The most intriguing question surrounding the election is which party or parties will end up in coalition with Ms. Merkel. A continued version of the current ‘Grand Coalition’ between the two major parties is by far the most likely result and much of politics as usual can be expected to continue. The only real excitement comes from the question of which small parties will cross the 5% hurdle to make it into the federal parliament and in particular how well the populist radical right party, the Alternative for Germany (AfD), will perform and whether the Free Democrats (FPD) will manage to return to the Bundestag.

Of greater concern for the long-term health of German democracy, however, is the decline of SPD and the fragmentation of the left. For the vast majority of the post-war era, Germany functioned well with two major parties and one (or more recently two) smaller parties. This arrangement allowed for coherent coalition building, clear choices for voters, and multiple perspectives in politics. Because the Social Democrats were strong enough to be a real threat, their concerns were heard and often taken seriously even when they were in the opposition.

This situation appears to have changed and the change may be permanent. Since unification –- 27 years ago –- the left side of the German political spectrum has been occupied not just by the Social Democrats and the Greens, but also a third party, most recently called The Linke (the Left). The Linke is home to former Communists, voters particularly concerned with issues related to the eastern Lander, and a splinter group from SPD that rejected that party’s turn toward the center. Not surprisingly, the emergence of a second minor party on the left has made winning votes more difficult for the left wing’s major party.

The SPD faces an unfortunate dilemma. The party that had reconciled to the existence of the Green party and the national Red-Green coalition, in office from 1998-2005, was fairly successful, for example, introducing a path to naturalized citizenship and initiating an end to German nuclear power, two policies that will have a long-term impact on German society.
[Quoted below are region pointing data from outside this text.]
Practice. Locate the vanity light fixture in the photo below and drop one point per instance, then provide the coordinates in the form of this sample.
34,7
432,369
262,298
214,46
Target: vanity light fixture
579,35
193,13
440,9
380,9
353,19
The splintering of the party – Oskar Lafontaine’s defection and eventual fusion with the former Communist PDS to form the Left Party – is proving harder to manage. The presence of the former Communists and the Social Democratic defectors make cooperation with the Left difficult for the SPD to swallow. German public opinion is not swayed much in terms of voters switching from left to right, but voters do change allegiances among the various left parties.

The left-wing vote pie is therefore now divided by three instead of by two, making the vote totals for the SPD unavoidably lower. Some sort of increased cooperation on the left is the only way out of this dilemma, but that seems unlikely. The Green party is institutionally too strong, the divide with the Left party still too fresh and likely too deep to be overcome. These developments mean the SPD may well find itself in a more or less permanent position of being lucky to top 25% in national elections.

The problem is that 25% is not really a credible threat to taking over the government. Ms. Merkel is an adept and clever politician. She has already defeated three successive Social Democratic Chancellor candidates and she is poised to defeat a fourth. But the problem is not really that the SPD is failing to find reasonable candidates. The Christian Democrats are not being seriously challenged at the polls because of the inexorable decay of SPD and the fragmentation of the left. Comparisons to countries such as Japan and Italy teach us that over the long haul, this sort of political imbalance can lead to inaction on a wide range of political issues.

Eventually, Germany will not have Chancellor Merkel to rely on. If it no longer has a Social Democratic party, though, that will be a bigger loss. Our attention this electoral cycle is focused on the successes on the political right – Ms. Merkel’s likely continuation of office, the FPD’s potential re-entry into the Bundestag, and of course, the rise of the AfD. But the continued fragmentation of the political left in Germany is at least as concerning, if not more so, than the success of the parties on the right. Democracy does not require a two-party system, but it does require a strong opposition of some sort.